One of the most influential of the mafia families in Sicily were the Corleonesi, based in the small town of Corleone outside Palermo, the inspiration behind the Godfather books. The head of the mafia family in Corleone was Michele Navarra until 1958, when he was shot to death on the orders of Luciano Leggio, a ruthless 33-year-old mafioso who subsequently became the new boss. He was helped by two of the most infamous mafiosi in the history of organised crime: Totò Riina and Bernardo Provenzano. With their help, Leggio began to increase the power of the Corleonesi. Because they hailed from a relatively small town, the Corleonesi were not a major factor in the Sicilian mafia in the 1950s, compared to the major families based in the capital, Palermo. In a gross underestimation of the mobsters from Corleone, the Palermo bosses often referred to the Corleonesi as 'i viddani', 'the peasants'.
In the early 1980s, the Corleonesi organised more than a thousand killings as they gradually wiped out their rivals. By 1983, the Corleonesi were effectively ruling the mafia, and over the next few years Riina increased his influence by eliminating their own allies as well. At this time, the magistrates Giovanni Falcone and Paolo Borsellino began a campaign against Cosa Nostra.

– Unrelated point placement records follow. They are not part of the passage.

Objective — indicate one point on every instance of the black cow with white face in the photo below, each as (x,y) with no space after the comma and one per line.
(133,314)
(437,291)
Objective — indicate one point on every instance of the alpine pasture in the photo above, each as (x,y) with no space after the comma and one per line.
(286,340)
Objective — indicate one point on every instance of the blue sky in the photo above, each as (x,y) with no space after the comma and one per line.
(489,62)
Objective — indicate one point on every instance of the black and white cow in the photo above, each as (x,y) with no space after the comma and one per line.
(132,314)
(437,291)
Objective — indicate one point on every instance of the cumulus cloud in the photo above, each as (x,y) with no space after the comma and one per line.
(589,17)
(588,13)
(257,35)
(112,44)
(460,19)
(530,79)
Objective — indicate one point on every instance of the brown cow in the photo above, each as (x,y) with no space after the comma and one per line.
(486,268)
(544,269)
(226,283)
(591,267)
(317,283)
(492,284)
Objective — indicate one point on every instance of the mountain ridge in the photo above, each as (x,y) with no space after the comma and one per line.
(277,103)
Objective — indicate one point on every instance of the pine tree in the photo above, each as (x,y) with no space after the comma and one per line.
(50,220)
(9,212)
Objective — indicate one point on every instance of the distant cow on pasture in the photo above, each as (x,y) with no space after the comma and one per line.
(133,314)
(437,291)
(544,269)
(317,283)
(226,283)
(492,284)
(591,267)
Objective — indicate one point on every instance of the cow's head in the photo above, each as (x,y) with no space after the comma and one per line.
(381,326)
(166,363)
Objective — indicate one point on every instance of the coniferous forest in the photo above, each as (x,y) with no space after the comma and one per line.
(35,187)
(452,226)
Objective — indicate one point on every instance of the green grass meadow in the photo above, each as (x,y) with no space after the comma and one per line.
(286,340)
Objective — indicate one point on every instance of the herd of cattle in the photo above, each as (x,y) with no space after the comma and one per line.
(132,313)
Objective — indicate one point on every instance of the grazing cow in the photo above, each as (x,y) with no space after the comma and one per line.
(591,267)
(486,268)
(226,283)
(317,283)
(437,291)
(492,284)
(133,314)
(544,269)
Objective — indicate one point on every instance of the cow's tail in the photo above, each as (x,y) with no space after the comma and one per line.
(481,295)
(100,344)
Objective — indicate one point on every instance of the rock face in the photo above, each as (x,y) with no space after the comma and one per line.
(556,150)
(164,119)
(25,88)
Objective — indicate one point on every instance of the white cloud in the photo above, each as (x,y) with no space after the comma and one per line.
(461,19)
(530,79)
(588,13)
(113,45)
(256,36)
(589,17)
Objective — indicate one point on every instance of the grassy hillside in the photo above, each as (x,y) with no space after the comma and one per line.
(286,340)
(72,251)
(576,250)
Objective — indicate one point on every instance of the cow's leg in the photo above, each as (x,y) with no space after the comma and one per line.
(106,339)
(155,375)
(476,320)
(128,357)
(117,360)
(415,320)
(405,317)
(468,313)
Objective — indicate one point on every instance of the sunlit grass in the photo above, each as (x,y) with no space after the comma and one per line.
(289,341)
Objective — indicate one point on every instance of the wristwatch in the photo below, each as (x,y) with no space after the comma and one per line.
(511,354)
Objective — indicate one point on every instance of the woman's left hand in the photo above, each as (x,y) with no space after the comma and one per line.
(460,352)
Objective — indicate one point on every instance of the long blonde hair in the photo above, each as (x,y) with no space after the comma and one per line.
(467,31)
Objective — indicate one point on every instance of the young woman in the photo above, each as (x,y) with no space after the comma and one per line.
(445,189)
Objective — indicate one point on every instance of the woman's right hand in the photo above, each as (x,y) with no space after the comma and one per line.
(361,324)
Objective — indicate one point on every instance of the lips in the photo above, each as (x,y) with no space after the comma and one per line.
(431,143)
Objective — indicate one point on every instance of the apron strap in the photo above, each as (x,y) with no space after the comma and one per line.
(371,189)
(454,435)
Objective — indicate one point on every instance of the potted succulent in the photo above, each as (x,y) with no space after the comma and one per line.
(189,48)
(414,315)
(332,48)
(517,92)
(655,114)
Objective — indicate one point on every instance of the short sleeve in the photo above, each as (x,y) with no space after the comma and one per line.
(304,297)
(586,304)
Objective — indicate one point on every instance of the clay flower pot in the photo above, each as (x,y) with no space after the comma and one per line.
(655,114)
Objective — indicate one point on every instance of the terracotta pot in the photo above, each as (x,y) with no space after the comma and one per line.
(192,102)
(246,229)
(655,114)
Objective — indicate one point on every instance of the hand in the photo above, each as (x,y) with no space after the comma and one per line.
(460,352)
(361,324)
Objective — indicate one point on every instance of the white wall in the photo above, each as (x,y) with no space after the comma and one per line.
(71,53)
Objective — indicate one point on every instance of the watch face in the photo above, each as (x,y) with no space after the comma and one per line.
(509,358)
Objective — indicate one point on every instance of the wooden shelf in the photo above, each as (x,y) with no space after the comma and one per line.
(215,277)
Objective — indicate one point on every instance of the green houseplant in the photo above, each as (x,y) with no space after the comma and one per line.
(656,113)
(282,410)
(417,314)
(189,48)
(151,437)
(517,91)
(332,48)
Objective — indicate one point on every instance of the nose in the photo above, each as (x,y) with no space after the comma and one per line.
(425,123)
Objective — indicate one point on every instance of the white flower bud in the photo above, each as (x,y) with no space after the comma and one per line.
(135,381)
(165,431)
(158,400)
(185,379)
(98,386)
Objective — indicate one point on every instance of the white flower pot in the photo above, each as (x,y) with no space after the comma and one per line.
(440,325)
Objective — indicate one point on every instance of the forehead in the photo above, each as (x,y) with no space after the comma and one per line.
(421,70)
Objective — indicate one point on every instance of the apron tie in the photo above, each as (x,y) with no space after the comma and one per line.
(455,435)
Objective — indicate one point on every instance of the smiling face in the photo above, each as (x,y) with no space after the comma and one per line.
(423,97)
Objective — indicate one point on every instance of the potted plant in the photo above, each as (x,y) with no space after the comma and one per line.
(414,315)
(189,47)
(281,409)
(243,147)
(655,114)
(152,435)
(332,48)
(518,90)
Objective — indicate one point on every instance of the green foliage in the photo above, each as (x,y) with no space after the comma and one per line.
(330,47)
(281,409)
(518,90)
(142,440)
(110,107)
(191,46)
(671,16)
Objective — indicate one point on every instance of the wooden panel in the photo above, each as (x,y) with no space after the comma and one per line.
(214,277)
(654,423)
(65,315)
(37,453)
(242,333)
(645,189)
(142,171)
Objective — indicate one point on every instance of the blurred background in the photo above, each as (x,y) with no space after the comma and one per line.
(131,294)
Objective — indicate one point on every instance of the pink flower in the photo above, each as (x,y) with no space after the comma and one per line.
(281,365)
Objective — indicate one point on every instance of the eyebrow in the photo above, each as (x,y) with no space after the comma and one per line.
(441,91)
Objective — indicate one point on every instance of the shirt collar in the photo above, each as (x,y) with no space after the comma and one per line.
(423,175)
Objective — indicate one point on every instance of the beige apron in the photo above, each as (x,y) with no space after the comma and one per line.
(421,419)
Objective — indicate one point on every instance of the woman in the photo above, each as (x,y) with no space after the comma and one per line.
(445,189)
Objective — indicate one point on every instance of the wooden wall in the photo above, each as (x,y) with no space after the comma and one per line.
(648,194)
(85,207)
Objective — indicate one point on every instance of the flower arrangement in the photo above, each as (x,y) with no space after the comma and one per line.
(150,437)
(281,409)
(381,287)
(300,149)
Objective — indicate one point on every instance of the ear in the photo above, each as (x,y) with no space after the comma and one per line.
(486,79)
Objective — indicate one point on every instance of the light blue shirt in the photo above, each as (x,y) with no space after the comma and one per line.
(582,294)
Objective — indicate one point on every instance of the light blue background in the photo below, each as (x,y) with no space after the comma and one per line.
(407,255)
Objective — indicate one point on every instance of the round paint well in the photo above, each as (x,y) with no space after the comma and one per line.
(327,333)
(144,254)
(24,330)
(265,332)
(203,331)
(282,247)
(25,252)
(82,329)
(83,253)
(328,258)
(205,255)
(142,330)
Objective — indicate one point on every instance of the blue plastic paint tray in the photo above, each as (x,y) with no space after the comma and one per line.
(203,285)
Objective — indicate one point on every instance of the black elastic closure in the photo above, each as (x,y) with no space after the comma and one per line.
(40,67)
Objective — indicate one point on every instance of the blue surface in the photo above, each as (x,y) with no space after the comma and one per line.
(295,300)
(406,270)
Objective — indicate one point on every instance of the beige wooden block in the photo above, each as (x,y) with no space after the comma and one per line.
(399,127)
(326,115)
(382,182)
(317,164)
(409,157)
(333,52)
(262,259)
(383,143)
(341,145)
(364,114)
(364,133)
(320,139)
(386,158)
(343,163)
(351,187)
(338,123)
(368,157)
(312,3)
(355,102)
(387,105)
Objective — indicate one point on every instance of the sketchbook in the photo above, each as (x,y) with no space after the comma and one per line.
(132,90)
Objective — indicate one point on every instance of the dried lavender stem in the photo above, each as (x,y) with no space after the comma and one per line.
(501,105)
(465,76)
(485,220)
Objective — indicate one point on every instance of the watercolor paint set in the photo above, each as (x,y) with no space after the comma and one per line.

Giovanni Falcone & Paolo Borsellino
Their big break came with the arrest of Tommaso Buscetta, a mafioso who chose to turn informant in exchange for protection from the Corleonesi. Others followed and Falcone and Borsellino used their evidence in the 'Maxi Trial', which lasted from February 1986 to December 1987. It was held in a fortified courthouse specially built for the occasion. 474 mafiosi were put on trial, of which 342 were convicted.
Giovanni Falcone assassination
A campaign of violence followed. Falcone and Borsellino were killed by bombs in 1992 and Riina was arrested. Cosa Nostra then targeted tourists sites in Florence, Milan and Rome leaving 10 people dead and 93 injured. When the Catholic Church openly condemned the mafia, two churches were bombed and an antimafia priest was shot dead in Rome.
Realising that they had gone too far, new mafia boss Bernardo Provenzano halted the campaign of violence and replaced it with the 'Pax Mafiosi'. Provenzano was arrested in 2006, after 43 years on the run.